屋台のボスからは申し訳なさそうな視線を送られたのだが、まずは話を聞いてくれないのでしょうか。
反論する間もなくギルド職員に監察室に案内される。それにはスズネもシエスタもアッシュも連れていかれた。反論してみたが、こちらの言葉には見向きもしなかった。
監察室は罪人の牢獄みたいな感じでとても汚れていた。僕らは1つの牢屋に案内されてた。それから職員はその場から去っていった。
「なんだか面倒なことになったね」
「そうだね。

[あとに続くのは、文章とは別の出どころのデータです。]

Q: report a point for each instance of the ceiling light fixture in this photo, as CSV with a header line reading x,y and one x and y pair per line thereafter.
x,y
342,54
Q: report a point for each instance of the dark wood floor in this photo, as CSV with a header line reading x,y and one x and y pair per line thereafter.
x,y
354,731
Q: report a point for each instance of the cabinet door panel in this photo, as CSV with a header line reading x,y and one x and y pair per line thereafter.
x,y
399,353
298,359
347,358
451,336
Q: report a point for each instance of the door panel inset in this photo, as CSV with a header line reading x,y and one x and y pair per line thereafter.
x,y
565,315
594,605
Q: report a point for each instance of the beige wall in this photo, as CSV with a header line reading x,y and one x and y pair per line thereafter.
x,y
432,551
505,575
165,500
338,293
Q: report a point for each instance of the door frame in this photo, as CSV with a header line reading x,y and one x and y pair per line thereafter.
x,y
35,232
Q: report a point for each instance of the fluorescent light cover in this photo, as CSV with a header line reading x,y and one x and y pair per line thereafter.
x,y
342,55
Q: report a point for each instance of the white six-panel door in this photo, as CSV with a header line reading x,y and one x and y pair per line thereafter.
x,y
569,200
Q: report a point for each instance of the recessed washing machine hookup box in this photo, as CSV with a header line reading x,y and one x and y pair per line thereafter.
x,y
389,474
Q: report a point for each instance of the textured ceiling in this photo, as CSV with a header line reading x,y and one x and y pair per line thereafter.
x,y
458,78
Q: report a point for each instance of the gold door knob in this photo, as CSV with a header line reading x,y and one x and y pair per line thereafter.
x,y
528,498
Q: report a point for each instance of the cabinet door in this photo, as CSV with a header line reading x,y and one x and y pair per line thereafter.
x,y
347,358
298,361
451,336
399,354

こっちの話は全く聞かれなかったのは痛かったな。とりあえずここは汚いからキレイにしとこう」
水魔法と風魔法を使い、床や壁のほこりと汚れを落としていく。ひとしきり掃除を終えると汚れの塊を遠くに飛ばす。アイテムボックスから木の丸太を取り出して床に置いてそこに座る。
「初めて牢屋に入ったけどなかなか雰囲気があるね」
「そうね、ギルドにこんな部屋があるなんて知らなかったわ」
暢気にスズネと雑談していると先程のイケメンくんが簀巻きにされてギルド職員に運ばれてきた。イケメンくんは口元も縄で塞がれていて牢屋に無造作に投げられていた。

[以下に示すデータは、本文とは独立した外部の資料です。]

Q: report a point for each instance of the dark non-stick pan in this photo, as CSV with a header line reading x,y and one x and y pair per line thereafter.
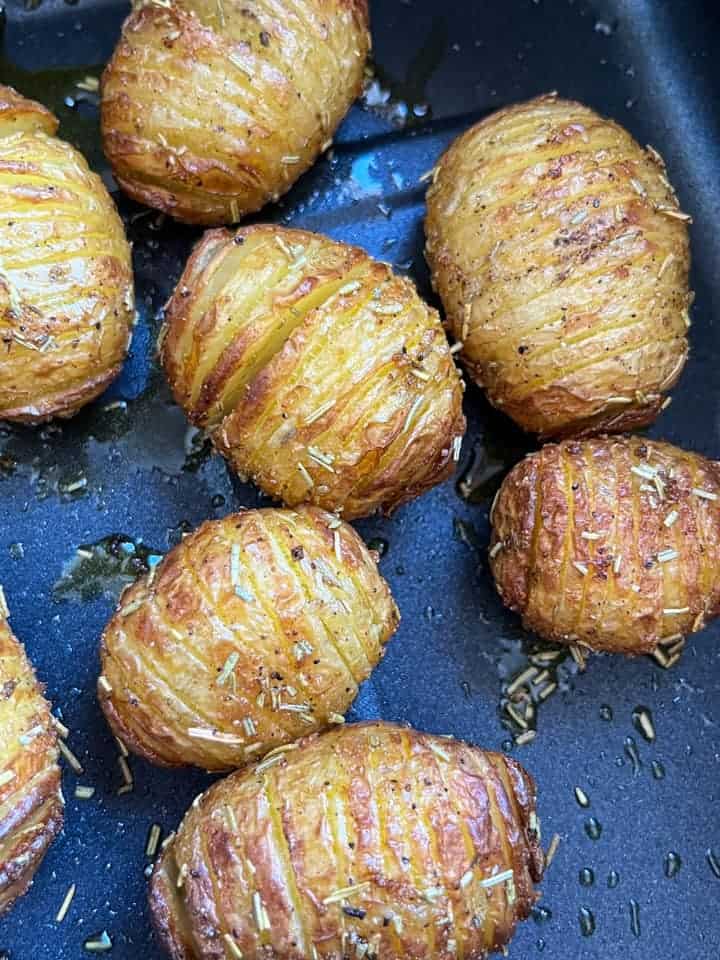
x,y
126,477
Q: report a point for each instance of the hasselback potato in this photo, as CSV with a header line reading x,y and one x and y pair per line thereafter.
x,y
320,374
31,805
371,840
612,542
211,108
561,257
66,294
253,631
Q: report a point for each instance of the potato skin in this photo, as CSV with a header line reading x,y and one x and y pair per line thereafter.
x,y
311,622
66,291
212,109
320,374
31,805
419,820
561,257
553,497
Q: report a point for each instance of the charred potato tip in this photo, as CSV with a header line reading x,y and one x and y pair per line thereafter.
x,y
561,256
610,542
66,293
31,805
319,373
209,110
253,631
369,840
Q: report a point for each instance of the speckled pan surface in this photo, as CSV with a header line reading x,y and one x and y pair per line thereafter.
x,y
135,470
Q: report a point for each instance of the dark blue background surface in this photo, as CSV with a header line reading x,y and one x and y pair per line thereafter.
x,y
651,64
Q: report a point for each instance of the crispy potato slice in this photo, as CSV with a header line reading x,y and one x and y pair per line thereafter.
x,y
321,374
561,257
256,629
211,109
66,289
369,840
613,542
31,804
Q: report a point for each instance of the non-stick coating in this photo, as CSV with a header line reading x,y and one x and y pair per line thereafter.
x,y
651,64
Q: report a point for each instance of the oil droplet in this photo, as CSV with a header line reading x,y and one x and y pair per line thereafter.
x,y
658,770
541,914
672,864
104,567
581,797
642,719
635,917
379,544
631,752
587,922
593,828
605,28
713,862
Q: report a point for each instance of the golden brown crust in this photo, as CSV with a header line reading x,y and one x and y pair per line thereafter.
x,y
254,631
18,114
66,293
416,825
613,542
212,109
31,806
561,256
322,375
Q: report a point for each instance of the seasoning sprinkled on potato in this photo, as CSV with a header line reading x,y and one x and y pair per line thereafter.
x,y
318,372
31,804
561,256
66,289
640,584
212,109
255,630
370,840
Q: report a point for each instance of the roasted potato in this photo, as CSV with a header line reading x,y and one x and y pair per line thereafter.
x,y
253,631
318,372
66,294
211,109
561,257
31,804
371,840
610,542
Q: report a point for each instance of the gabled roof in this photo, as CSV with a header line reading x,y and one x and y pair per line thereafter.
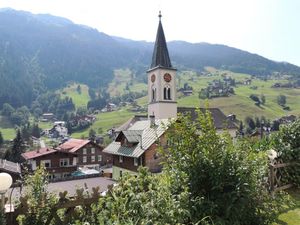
x,y
146,134
9,166
37,153
131,121
160,56
132,136
41,152
220,120
73,145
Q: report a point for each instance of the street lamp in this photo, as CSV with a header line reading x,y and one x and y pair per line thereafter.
x,y
5,183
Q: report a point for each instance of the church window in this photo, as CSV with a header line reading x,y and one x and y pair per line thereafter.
x,y
167,93
153,94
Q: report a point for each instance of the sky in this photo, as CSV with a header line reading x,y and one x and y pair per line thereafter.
x,y
267,27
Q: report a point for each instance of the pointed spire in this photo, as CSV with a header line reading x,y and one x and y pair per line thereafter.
x,y
160,53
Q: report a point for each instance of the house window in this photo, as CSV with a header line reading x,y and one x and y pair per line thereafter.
x,y
64,162
46,163
167,93
135,161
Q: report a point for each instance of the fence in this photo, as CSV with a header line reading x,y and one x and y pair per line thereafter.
x,y
69,206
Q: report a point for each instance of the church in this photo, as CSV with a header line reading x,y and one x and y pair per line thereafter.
x,y
137,140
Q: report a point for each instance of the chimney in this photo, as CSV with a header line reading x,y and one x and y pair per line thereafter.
x,y
152,120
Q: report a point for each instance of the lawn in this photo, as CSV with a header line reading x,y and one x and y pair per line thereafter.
x,y
80,99
105,121
292,215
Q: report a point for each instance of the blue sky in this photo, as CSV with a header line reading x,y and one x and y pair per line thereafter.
x,y
267,27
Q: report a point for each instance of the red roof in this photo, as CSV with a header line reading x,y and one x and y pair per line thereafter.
x,y
38,153
41,152
73,145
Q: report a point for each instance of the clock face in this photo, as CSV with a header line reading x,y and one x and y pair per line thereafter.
x,y
167,77
153,78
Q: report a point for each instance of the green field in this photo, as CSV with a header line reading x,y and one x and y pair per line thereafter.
x,y
124,82
105,121
79,99
240,103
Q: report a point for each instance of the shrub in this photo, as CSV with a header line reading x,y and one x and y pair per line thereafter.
x,y
287,144
225,182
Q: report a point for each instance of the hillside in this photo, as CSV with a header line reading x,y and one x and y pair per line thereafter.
x,y
44,52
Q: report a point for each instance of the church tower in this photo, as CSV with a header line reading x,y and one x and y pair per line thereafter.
x,y
161,80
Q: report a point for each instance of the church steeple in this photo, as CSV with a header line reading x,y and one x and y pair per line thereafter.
x,y
161,80
160,56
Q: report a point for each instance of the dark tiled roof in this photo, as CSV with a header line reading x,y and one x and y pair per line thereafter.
x,y
41,152
220,120
160,56
131,121
9,166
73,145
37,153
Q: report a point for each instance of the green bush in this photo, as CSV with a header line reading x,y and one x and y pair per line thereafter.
x,y
225,182
142,199
287,144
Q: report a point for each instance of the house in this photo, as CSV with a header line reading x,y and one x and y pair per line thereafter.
x,y
13,169
58,163
137,146
89,154
137,139
47,116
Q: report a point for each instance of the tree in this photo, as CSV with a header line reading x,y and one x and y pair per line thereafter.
x,y
92,134
1,139
7,110
78,89
35,131
224,181
281,100
39,200
263,99
14,154
141,199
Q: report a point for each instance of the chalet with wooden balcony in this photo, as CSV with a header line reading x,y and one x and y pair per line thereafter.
x,y
58,163
89,154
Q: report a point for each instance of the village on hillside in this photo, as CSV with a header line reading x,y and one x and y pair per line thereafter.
x,y
80,171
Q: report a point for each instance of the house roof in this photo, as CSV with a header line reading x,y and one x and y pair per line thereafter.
x,y
160,56
73,145
133,136
9,166
41,152
37,153
220,120
131,121
140,131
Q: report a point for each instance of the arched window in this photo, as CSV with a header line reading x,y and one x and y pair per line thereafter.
x,y
167,93
153,99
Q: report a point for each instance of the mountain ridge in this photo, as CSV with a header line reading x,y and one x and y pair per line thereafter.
x,y
40,52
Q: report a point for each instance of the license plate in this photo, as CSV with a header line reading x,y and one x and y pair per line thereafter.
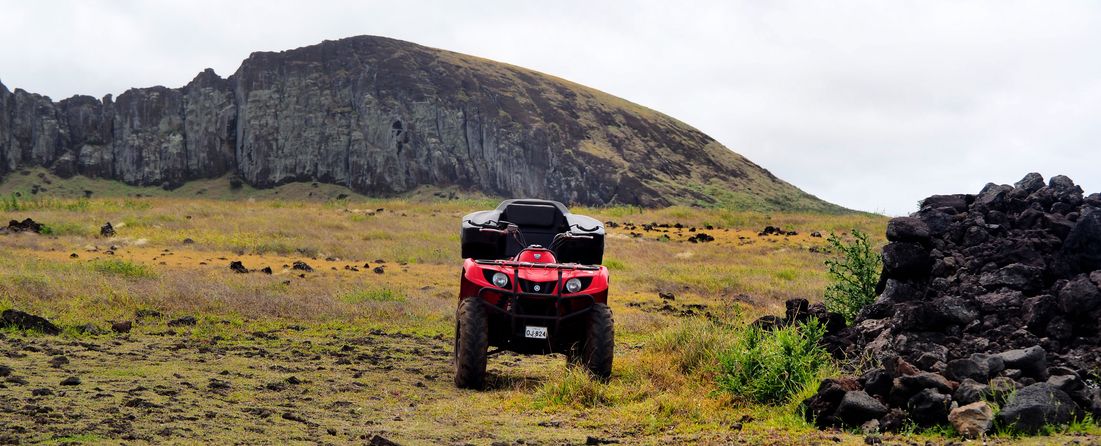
x,y
535,333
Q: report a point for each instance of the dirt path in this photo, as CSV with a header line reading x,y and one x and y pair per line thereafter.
x,y
290,384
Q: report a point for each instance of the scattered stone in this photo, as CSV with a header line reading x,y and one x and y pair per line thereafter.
x,y
1037,405
973,420
380,441
41,392
238,267
218,384
185,321
858,408
701,238
122,326
14,318
25,226
57,361
295,417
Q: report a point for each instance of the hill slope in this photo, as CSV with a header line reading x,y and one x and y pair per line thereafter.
x,y
383,117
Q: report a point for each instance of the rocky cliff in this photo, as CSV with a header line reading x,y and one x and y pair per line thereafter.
x,y
384,117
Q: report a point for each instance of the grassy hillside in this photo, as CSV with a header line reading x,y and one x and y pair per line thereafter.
x,y
342,354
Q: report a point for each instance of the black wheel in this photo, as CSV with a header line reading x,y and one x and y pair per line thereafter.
x,y
471,341
599,345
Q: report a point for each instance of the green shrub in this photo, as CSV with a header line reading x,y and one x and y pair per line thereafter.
x,y
853,273
614,264
122,268
372,295
695,344
574,389
771,366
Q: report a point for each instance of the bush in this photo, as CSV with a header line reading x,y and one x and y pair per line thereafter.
x,y
853,273
694,344
771,366
574,389
122,268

それからギルド職員は坦々と鍵を閉めてこの場を後にした。
「おや?彼もここに来たのか。随分とまぁ雑な扱いされてるな。常連なんだろうな、牢屋に名前が書いてある」
イケメンくんはこちらを鼻で笑ってきたが、僕らの牢屋の綺麗さを見て首を傾げていた。まぁ掃除したからな。
シエスタとアッシュがお腹を空かせていたので、アイテムボックスから猪人族の肉を取り出して、牢屋で調理する。その匂いにイケメン君がよだれを垂らしていたが、あげる気ないからね。

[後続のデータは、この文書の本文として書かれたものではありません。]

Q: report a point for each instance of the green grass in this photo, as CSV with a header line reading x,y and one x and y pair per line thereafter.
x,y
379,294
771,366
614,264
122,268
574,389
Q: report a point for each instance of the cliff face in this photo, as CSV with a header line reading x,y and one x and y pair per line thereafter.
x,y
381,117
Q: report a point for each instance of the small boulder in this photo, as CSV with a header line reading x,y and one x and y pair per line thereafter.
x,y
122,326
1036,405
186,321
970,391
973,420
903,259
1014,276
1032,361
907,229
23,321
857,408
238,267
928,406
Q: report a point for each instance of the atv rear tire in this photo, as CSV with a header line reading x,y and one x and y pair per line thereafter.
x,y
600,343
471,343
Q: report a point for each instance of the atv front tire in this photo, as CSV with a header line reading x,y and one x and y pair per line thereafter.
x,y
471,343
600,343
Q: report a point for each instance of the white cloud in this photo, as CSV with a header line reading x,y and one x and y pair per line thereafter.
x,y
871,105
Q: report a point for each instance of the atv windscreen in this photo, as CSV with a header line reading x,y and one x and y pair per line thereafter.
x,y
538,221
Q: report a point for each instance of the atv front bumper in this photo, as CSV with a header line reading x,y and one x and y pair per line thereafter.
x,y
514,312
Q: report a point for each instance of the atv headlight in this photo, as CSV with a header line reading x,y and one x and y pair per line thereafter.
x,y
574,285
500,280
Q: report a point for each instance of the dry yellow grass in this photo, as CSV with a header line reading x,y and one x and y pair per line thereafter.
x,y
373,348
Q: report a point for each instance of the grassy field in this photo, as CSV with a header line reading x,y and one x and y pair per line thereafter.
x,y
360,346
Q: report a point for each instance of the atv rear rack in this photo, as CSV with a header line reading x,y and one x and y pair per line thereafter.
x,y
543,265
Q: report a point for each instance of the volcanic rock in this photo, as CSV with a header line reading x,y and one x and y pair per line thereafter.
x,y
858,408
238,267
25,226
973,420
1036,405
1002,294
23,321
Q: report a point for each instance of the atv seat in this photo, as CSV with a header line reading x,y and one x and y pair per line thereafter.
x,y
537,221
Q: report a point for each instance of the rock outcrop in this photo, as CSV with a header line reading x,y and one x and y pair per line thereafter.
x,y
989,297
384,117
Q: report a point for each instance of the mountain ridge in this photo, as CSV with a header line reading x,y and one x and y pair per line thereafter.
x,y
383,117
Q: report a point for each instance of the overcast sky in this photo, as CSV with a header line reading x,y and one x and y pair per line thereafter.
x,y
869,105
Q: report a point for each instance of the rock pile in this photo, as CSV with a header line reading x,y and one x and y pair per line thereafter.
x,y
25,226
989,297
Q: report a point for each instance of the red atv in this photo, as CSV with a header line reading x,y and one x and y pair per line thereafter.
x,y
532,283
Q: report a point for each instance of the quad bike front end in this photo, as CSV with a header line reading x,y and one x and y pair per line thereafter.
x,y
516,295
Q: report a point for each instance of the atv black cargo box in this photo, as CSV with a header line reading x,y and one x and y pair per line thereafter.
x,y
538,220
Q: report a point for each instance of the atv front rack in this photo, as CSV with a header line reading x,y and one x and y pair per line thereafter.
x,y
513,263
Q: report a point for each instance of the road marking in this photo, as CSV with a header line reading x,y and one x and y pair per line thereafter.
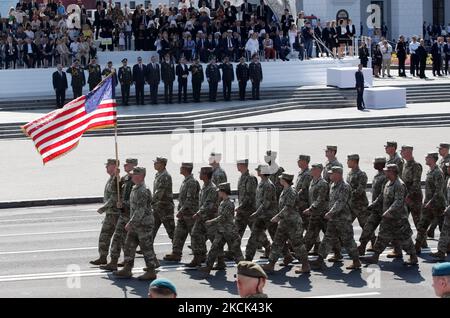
x,y
347,295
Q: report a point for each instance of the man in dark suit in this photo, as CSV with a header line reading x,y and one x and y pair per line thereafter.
x,y
60,86
213,78
227,77
139,71
168,77
255,75
182,75
153,78
359,78
242,77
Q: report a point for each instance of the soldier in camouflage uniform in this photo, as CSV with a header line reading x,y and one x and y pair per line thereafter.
x,y
139,228
162,203
225,230
444,239
317,206
187,206
289,227
219,175
339,218
357,180
375,213
266,208
207,210
394,224
111,210
120,234
275,171
434,203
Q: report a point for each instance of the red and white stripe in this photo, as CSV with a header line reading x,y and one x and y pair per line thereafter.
x,y
58,132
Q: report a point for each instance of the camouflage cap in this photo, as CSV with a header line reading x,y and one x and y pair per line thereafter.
x,y
110,162
132,161
160,160
353,157
391,144
250,269
139,171
304,158
287,177
225,187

「いい感じに焼けたね。シエスタはどれくらい食べる?」
「ガゥ(2匹分)」
「アッシュは?」
「ブモゥ!(5匹!)」
「アッシュは成長期だもんな。スズネと僕は1匹だけでいいかな。やっぱ広げて正解だったね」
今、僕らは1つの火を囲んで座っている。牢屋は最初はそれほど広かったわけではなく、ぎちぎちに詰め込んだ状態だった。僕とスズネは平気だったが、アッシュが耐えられなかったので、牢屋を広げることにした。